In response to the audience’s questions, Alayan shared the almost historiographic process in the making of the film. He interviewed Palestinians displaced from the neighborhood and met members of Zochrot, an Israeli human rights organization that disseminates information for Jewish Israelis on the Nakba and the Right of Return. The legendary Egyptian singer Asmahan’s stay in the neighborhood, the prominence of Palestinian embroidery or tatreez, the dog, Simon, left behind when Alayan’s grandmother was internally displaced, are only some of the few details woven into the narrative. In a way, the movie is haunted by these details. Alayan also shared that his grandmother, born in 1908, refused to go see what happened to her house for decades after 1948, it was simply too painful for her. When she was finally convinced in 1991, his family videotaped the event and “for days, months, years, everyone was obsessed with this tape.” Fascinated by this obsession, Alayan noted that “they felt that they got back a piece of the house and the land that was stolen from them by preserving the story on this videotape. It was so powerful and this is why I love what I am doing even though it is very painful to be a filmmaker … This idea and notion of holding on to certain memories and emotions and to preserve them on film is a very powerful thing.”

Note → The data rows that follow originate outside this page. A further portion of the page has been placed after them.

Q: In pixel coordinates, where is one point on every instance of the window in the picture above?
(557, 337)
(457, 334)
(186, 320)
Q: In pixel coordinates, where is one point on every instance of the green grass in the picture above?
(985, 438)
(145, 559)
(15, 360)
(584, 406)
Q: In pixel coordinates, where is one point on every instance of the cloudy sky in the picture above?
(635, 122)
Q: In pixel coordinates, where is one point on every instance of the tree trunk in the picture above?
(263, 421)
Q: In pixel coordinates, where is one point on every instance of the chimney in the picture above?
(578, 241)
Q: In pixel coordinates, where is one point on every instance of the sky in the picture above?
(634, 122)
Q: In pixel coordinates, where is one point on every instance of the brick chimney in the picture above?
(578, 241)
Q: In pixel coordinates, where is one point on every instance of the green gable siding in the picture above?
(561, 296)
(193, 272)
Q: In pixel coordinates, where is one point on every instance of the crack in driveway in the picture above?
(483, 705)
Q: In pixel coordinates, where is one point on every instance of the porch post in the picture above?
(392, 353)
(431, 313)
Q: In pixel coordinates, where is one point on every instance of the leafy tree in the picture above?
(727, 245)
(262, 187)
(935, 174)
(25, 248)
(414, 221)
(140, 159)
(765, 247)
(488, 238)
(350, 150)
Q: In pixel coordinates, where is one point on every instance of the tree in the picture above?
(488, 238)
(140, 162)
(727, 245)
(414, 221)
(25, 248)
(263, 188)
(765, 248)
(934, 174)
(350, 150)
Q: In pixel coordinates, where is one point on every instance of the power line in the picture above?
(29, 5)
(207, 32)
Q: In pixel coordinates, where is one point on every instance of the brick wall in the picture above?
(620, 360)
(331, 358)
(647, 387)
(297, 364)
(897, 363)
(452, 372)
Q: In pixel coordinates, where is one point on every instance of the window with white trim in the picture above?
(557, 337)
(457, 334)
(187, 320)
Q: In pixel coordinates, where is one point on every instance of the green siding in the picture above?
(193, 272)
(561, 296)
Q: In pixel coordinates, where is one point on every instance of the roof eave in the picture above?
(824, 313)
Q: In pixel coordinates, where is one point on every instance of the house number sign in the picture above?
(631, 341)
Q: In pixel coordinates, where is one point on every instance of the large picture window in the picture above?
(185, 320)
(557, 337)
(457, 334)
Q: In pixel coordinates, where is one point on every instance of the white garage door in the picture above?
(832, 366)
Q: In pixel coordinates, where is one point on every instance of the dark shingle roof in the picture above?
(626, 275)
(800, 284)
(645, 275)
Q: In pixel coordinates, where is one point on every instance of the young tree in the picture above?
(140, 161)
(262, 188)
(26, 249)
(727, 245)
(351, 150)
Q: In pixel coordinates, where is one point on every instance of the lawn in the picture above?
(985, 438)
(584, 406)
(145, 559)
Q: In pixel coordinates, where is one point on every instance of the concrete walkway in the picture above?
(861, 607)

A House in Jerusalem produces powerful, uncanny effects as placid atmospheres are disrupted by Rebecca’s encounters with the fragmented reality of settler-colonialism and a repressed sociality starts to surface. Sociologist Avery Gordon writes that “the ghost is primarily a symptom of what is missing. It gives notice not only to itself but also what it represents … we are in relation to it and we must reckon with it … out of a concern for justice.” It is fitting then that the first installation in this year’s MENA Film festival is the story of a Palestinian haunting. On sanitized and surveilled college campuses, in heavily policed and millitarized public spheres, and within colonial bureaucracies of Capitol Hill and the ICJ, a haunting is taking place and demanding a reckoning. One can place Alayan’s movie within a powerful and radical trend of Palestinian artists and writers archiving Palestinian past and experience (in face of colonial erasure and genocide) that goes beyond just collecting and preserving. As historian Esmat Elhalby writes, these projects very much “expand our political imagination. Thawra hattal nasr.”